Jim at this came running out of the cave with a face of joy, a bag of ship-biscuit, and a lot of other things.

`Here's tea and sugar,' he said; `and there's biscuits and jam, and a big lump of cheese. Get the fire right, Dick, while I get some water. We'll soon have some tea, and these biscuits are jolly.'

The tea was made, and we all had a good meal. Father found a bottle of rum, too; he took a good drink himself, and gave Jim and me a sip each. I felt less inclined to quarrel with father after that. So we drafted all the calves into a small pen-yard, and began to put our brand on them as quick as we could catch 'em.

A hundred and sixty of 'em altogether—all ages, from a month old to nearly a year. Fine strong calves, and in rare condition, too. We could see they were all belonging to Mr. Hunter and Mr. Falkland. How they came to leave them all so long unbranded I can't say. Very careless they often are on these large cattle-stations, so that sharp people like father and the Dalys, and a lot more, get an easy chance at them.

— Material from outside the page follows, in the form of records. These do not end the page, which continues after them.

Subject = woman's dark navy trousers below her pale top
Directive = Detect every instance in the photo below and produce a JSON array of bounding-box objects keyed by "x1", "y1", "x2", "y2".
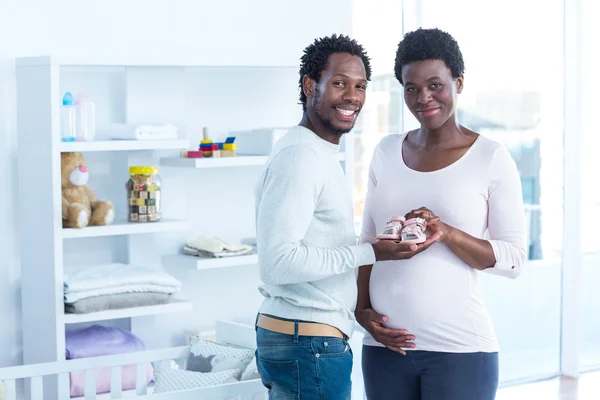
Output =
[{"x1": 362, "y1": 346, "x2": 498, "y2": 400}]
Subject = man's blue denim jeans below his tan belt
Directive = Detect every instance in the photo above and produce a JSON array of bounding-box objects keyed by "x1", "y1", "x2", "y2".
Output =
[{"x1": 256, "y1": 321, "x2": 353, "y2": 400}]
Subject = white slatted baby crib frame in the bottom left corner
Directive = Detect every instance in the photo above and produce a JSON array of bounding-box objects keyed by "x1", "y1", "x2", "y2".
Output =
[{"x1": 0, "y1": 323, "x2": 267, "y2": 400}]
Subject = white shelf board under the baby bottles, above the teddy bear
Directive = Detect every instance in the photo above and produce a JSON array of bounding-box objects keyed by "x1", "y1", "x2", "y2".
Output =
[{"x1": 60, "y1": 139, "x2": 190, "y2": 153}]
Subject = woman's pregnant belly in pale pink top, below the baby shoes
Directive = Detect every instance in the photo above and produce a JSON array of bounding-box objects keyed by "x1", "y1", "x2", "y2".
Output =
[{"x1": 370, "y1": 263, "x2": 495, "y2": 349}]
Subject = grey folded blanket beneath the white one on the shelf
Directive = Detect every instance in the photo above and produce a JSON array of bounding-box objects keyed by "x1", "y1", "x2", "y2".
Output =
[{"x1": 65, "y1": 292, "x2": 171, "y2": 314}]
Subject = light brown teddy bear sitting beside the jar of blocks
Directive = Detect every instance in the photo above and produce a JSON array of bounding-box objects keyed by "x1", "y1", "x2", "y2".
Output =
[{"x1": 60, "y1": 152, "x2": 115, "y2": 229}]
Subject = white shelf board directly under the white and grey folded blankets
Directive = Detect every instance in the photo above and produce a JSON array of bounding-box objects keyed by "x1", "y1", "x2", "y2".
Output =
[{"x1": 63, "y1": 300, "x2": 193, "y2": 324}]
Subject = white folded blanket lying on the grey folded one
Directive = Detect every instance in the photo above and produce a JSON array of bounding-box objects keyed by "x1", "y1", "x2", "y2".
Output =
[{"x1": 64, "y1": 263, "x2": 181, "y2": 303}]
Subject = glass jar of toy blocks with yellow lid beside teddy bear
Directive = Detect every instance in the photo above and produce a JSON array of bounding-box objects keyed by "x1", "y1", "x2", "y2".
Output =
[{"x1": 126, "y1": 166, "x2": 161, "y2": 222}]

Whatever father was going to do with them all when he had branded 'em, we couldn't take out.

`There's no place to tail or wean 'em,' whispered Jim. `We're not above thirty miles from Banda in a straight line. These cows are dead sure to make straight back the very minute they're let out, and very nice work it'll look with all these calves with our brand on sucking these cows.'

Father happened to come round for a hot brand just as Jim finished.

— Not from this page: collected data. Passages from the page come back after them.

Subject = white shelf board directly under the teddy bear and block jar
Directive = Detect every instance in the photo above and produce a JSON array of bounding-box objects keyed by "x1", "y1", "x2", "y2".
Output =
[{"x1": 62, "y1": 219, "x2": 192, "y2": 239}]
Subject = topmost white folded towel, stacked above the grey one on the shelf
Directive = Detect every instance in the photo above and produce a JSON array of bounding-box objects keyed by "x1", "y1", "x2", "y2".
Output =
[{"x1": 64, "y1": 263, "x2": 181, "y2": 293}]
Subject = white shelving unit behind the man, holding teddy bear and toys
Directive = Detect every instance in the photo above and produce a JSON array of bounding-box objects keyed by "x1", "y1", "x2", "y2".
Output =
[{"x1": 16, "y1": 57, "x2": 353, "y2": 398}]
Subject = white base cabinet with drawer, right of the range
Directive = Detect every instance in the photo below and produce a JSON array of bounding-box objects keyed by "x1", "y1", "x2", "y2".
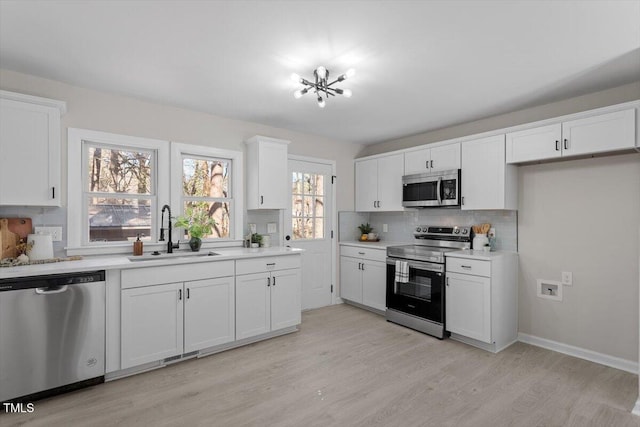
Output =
[{"x1": 445, "y1": 251, "x2": 518, "y2": 353}]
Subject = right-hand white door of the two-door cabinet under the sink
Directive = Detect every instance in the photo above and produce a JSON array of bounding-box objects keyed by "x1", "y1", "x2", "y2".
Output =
[{"x1": 184, "y1": 277, "x2": 236, "y2": 353}]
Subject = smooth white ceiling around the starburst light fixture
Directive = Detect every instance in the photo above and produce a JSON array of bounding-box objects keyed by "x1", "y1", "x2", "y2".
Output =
[{"x1": 0, "y1": 0, "x2": 640, "y2": 143}]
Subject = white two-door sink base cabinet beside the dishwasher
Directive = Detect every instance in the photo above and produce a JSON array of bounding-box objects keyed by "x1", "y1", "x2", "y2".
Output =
[{"x1": 120, "y1": 261, "x2": 235, "y2": 369}]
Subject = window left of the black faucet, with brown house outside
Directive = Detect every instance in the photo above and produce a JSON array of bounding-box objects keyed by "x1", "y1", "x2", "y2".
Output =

`Never you mind about the weaning,' he snarled. `I shan't ask you to tail them either. It wouldn't be a nice job here, would it?' and father actually laughed. It wasn't a very gay kind of a laugh, and he shut up his mouth with a sort of snap again. Jim and I hadn't seen him laugh for I don't know how long, and it almost frightened us.

As Jim said, it wouldn't do to let the cattle out again. If calves are weaned, and have only one brand on, it is very hard for any man to swear that they are not the property of the man to whom that brand belongs. He may believe them to be his, but may never have seen them in his life; and if he has seen them on a camp or on the run, it's very hard to swear to any one particular red or spotted calf as you would to a horse.

The great dart is to keep the young stock away from their mothers until they forget one another, and then most of the danger is past. But if calves with one man's brand on are seen sucking another man's cows, it is pretty plain that the brand on the calves has been put on without the consent of the owner of the cows—which is cattle-stealing; a felony, according to the Act 7 and 8 George IV, No. 29, punishable with three years' imprisonment, with hard labour on the roads of the colony or other place, as the Judge may direct.

There's a lot of law! How did I learn it? I had plenty of time in Berrima Gaol—worse luck—my first stretch. But it was after I'd done the foolishness, and not before.